Lethal Company outselling COD is a welcome surprise

lethal company sales
By | November 28th, 2023 | Categories: Lethal Company

One of the best things about modern PC gaming is a bubbling scene for Early Access titles. Some of these hits on Steam unexpectedly become successful. It happened with Phasmophobia a few years back, and the same thing can be said for BattleBit Remastered this summer.

Lethal Company is the most recent content that has leaped to Steam’s sales charts. The co-op survival horror game largely became popular due to word of mouth and the views YouTubers and social media outlets have brought. While it’s only available on Steam at the moment, it has quickly become a hit—becoming the top seller on the platform. It’s even surpassed Call of Duty, which is remarkable, given that Lethal Company initially launched with minimal hype.

Lethal Company Reviews Have Been Stellar

With over 20,000 “Overwhelmingly Positive” reviews on Steam, Lethal Company currently sits second on the global top sellers list. Are almost 30,000 playing the game right now, and it’s already beaten out the likes of Baldur’s Gate 3, PUBG, and Call of Duty: Modern Warfare 3. The only product higher than that is the Steam Deck’s listing.

Lethal Company’s Claim to Fame

What’s behind Lethal Company’s sudden ascent to stardom? Well, the answer lies in its ability to tap into many trends currently popular in PC gaming. You’ve got a four-player cooperative horror title about scavenging resources from abandoned moons that may or may not have living things in them. On behalf of a Weyland-Yutani-esque corporation, your goal is to sell the scrap you find in these areas.

Lethal Company has a retro-futuristic vibe; chock full of CRT-style interfaces, clunky 20th-century technology, and video tape distortions, it’s like the game is a cross between Deep Rock Galactic and Phasmophobia. Moreover, everything is run based on the corporation bigwigs constantly pressuring you to meet the quota in three days. If you don’t meet the quota, well…

Teamwork is another essential point in Lethal Company, as you can only take what you can hold in a round with you. Whether you’re planning to take that last walkie-talkie or flashlight, planning your roles within your team is the key to meeting the quota (and not dying). One of the things reviewers on Steam highlighted was the game’s proximity voice chat, which contributes to both terror and teamwork—cutting off unexpectedly whenever one of your friends is gobbled up by the spider or the Forest Keepers.

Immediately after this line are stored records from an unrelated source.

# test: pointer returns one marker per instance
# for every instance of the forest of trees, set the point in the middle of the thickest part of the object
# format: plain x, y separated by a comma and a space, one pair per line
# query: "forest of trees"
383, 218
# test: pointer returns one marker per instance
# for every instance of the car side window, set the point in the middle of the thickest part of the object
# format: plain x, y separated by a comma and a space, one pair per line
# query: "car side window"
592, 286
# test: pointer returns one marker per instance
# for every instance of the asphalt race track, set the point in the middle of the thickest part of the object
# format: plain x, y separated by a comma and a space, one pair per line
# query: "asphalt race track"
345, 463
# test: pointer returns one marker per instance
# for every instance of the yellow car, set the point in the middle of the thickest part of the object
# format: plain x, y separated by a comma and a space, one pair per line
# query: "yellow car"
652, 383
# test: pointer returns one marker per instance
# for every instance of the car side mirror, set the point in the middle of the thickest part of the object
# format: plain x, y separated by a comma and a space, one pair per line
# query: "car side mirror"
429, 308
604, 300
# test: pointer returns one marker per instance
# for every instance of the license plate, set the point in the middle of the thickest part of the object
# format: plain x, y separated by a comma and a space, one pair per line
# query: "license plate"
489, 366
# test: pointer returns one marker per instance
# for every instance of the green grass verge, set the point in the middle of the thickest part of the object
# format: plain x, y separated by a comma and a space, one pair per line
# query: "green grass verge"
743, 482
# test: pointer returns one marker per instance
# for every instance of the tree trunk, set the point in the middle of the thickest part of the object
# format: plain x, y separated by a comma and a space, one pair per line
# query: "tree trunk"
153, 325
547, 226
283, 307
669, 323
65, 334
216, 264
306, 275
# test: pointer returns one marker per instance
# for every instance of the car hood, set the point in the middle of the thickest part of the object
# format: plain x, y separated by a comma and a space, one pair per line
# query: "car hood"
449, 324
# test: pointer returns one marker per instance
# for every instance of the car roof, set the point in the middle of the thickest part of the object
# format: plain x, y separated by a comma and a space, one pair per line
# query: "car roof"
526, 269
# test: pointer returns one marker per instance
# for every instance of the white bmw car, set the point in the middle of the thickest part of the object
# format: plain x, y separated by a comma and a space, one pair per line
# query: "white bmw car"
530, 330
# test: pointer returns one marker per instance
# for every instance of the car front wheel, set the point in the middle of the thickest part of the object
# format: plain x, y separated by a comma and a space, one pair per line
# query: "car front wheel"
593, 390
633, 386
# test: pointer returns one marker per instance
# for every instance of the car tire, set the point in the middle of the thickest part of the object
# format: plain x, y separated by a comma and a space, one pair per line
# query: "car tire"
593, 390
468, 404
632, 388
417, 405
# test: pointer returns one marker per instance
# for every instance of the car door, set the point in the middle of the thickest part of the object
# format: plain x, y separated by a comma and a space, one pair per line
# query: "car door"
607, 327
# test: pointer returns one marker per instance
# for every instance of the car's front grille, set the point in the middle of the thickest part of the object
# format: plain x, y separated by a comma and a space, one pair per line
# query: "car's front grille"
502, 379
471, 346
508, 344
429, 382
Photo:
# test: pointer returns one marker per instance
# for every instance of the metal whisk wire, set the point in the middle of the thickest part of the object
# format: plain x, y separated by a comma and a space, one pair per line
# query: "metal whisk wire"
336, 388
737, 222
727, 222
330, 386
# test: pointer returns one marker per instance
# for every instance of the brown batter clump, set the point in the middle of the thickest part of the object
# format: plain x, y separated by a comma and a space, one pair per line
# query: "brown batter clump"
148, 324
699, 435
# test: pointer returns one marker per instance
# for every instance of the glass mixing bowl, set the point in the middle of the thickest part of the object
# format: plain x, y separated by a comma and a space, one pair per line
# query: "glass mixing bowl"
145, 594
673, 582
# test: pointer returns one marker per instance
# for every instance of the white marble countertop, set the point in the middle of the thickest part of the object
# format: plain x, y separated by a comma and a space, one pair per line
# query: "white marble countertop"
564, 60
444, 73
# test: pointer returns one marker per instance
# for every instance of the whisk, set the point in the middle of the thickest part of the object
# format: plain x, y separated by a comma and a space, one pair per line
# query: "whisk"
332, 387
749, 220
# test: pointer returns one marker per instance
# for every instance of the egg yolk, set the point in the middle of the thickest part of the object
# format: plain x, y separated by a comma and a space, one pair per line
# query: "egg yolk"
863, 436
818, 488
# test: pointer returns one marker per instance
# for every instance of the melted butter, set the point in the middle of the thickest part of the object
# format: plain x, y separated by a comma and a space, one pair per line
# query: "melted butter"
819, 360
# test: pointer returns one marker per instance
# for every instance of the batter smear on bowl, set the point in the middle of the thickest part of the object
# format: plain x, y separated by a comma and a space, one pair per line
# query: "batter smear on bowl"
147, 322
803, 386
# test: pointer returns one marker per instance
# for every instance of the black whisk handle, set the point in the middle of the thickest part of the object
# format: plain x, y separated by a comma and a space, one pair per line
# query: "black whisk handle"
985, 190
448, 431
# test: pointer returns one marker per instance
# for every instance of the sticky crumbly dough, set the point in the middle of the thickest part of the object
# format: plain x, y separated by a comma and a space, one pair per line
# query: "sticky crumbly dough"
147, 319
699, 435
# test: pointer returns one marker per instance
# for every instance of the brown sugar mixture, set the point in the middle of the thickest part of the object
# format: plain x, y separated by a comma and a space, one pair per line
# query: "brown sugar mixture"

Lethal Company Sales Are Skyrocketing

Lethal Company hits on the right ideas at the right time, but it also does these factors in a way that’s either different enough to make it exciting or better than its competitors offer. The game has shown amazing success through its player counter and sales, which have risen exponentially. Based on SteamDB’s stats, the player count has reached more than 180,000 concurrently. This number is no joke, especially since not every AAA title with impressive budgets gets this much player engagement.

In that regard, Lethal Company’s financial achievements are equally remarkable. While it’s priced at a modest $10, the game has already sold more than 642,000 units. This estimate is noted by the GameDiscoverCo’s latest newsletter, with its writer—Simon Carless—suggesting that the horror co-op has generated a gross revenue of around $5.7 million.

Will the Hype for Lethal Company Die Down Soon?

Lethal Company has achieved quite a feat in the gaming world, garnering one of the most impressive arrays of positive feedback. 97% of its 82,000 reviews show glowing endorsements, a significant accomplishment considering the game’s low profile on mainstream media.

As with all things in life, however, not everything lasts forever. Lethal Company may be the star of the show now, but there’s always something new around the corner that could take its top spot. At the very least, the game’s rise to fame can be treated as a wake-up call to all those larger studios out there. Quality games can still exist even with smaller budgets and teams. Lethal Company is a one-man job, and look how it turned out.

The figures of Lethal Company’s sales and continued domination on Steam’s top-selling charts show that you don’t need millions to create a fantastic game. There’s a lot of potential in the indie game genre, which some would state would be the industry’s most innovative, creative, and game-changing genre.

According to the Lethal Company’s developer—Zeekers—the four-player horror co-op will be in Early Access for another six months, though that was what he said before the game became the hit it is now.